あのね。日本の現代マンガの発祥、楽天、一平のころから、すでに軍閥というものは台頭してましたから、なんらかのかたちでマンガとかその他のマスメディアに、つまり、ある方面の統制・規制といったことがあったことは否めないと思うんですね。
戦後、初めてその規制がすべて百パーセント解かれた時代があったのです。これは本当に見事なほど解かれたんです。
現在はどうかというと、別の方面からの規制がずいぶんありまして、やはり描いたらいけないものが、どちらかというとぼくのイメージでは戦争前と同じくらいある時代になっているんです。

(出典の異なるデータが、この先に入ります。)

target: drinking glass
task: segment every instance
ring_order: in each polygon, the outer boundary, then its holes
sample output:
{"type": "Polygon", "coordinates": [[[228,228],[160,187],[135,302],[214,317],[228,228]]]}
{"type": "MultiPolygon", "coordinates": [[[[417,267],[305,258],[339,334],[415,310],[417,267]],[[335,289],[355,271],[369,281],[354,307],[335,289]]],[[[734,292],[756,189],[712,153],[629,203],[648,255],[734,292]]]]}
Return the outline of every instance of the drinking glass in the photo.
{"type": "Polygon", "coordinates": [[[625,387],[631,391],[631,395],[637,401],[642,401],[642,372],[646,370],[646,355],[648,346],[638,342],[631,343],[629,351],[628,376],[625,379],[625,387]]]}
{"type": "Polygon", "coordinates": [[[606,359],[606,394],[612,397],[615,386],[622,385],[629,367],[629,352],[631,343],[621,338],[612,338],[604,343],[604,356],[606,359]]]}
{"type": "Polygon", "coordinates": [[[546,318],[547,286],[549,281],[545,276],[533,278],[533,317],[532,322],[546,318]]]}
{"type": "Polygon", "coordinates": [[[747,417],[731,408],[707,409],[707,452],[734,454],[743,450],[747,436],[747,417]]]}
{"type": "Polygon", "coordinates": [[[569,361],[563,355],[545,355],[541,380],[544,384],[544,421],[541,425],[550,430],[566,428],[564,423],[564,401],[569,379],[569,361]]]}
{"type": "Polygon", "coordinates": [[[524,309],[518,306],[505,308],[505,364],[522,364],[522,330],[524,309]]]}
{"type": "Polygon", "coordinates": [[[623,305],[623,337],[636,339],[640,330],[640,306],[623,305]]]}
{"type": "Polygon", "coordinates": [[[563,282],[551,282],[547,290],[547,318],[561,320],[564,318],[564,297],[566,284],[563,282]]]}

現在は描いてもよいものは徹底的に描いてもいいが、描いてはいけないものは歴然としてあります。それははっきりしてしまって、前の時みたいに、不安で何を描いたらどうなるというようなことはないんだけれど、絶対に不可侵なタブーが、あまりにも多いということでは、戦争前と今とで、そう変わらないんです。
ただ、戦後すぐにはそれすらも全部解除されてしまった。一種の純粋なマンガの時代みたいなものがあったんです。純粋なマスメディアの時代というか、どういったらいいか……。とにかく、一切合切自由というそういう時代があったんです。極端にいえば、「天皇陛下」のマンガも描いてよかったんです。
「天皇陛下」もいい、「天皇陛下」だけでなくて、戦争責任みたいなことにふれてもかまわなかったし、マッカーサーの悪口も描けたんです。
それまで政治家の悪口のマンガはしばらくなかったわけだけれども、右から左まで全部悪口描いてもよかったんですからね。
ただひとつ、これはGHQのお達しで時代ものはいけなかったんです。時代ものでも刀を抜かなければよかったんですが。でも、それもすぐ解除になりましたがね。
(中略)
そのころの大人マンガも、子どもマンガもおもしろくないことはまちがいないんだけれども、なにしろそこぬけに明るかったですね。それはもう戦争が終わって自由になったということで、無意識にでちゃうんでしょうね。暗いものはひとつもなかったですよ。ニヒリスティックな思想をもった人のものでも、全体的に明るかったように思います。
しかも、何かそこで新しいことをやってやろうという気がまえが見えましたね。それでぼくはルネサンスといったのですよ。何か新しい時代がマンガにもきたと思いました。それまでのあまりにもマンガが停滞していた戦中の雰囲気とは、百八十度違ったような、バラ色の未来がそこには見えていたんです。